One of the bootcamps is held in the Ceredigion village of Tresaith. This is the view from the local pub.

But it’s not always a pain-free process. It can be like an awkward and stilted conversation which never ends. Everything you do becomes an effort – even tiny things. It’s relentless and it’s energy sapping. There’s no escape.

Rollercoaster

You’ll go through waves of elation and despair. There will be times when long forgotten Welsh words start zipping back into your head and sentences seem to magically form themselves. And there’ll be times when the whole lot comes crashing down in a horrible and dispirtiting mess.

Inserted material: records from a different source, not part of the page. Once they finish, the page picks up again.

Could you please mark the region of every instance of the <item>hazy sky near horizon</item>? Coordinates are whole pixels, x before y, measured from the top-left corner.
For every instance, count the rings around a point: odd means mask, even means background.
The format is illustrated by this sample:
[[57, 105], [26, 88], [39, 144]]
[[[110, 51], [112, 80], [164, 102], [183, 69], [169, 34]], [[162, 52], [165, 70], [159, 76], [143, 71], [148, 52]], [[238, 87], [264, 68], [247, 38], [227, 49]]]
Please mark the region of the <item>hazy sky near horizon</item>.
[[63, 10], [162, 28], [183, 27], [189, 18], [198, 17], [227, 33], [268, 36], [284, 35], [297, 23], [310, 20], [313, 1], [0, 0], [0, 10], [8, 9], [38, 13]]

There’ll be moments when you’re hit by the absurdity of the situation – that you’re part of a group of adults who all speak English but are pretending that they don’t. But you’ll also see how much the language means to people.

You’ll hear people’s stories and the reasons why they’re there. Some to improve job prospects. Some as lovers of language. But most trying to reconnect in some way with a part of their Welsh identity which they feel has been denied them.

And while it may seem a strange way to spend a week; to voluntarily live in a world where one language is stifled and replaced by another. What’s even stranger is how this was done on a national scale during the C19th.

How the British establishment treated the Welsh language as a kind of sickness that needed to be cured by removing it from education. And how the consequences of that policy continue to impact the lives of so many people in contemporary Wales.

You can find out more about Say Something in Welsh here or Facebook.

2 thoughts on “They Have Ways of Making You Talk…Welsh”

  1. Being from an English-speaking culture can be a curse.

    I went to Spain in 2007 to attend a Spanish-language school. Telling other learners I was British was a crucial mistake – everybody just wanted to practice their English with me and despite my initial resistance, after a few weeks it was more orless impossible to leave English at home.

    British people are in general so crap at even attempting other languages. I suspect it plays a psychological part in the ribald attitude of most English and many Welsh people to the Welsh language; its survival and attempts to propagate itself. After all – how can you paint a nation and culture as inferior and insular when they are bilingual are you are not?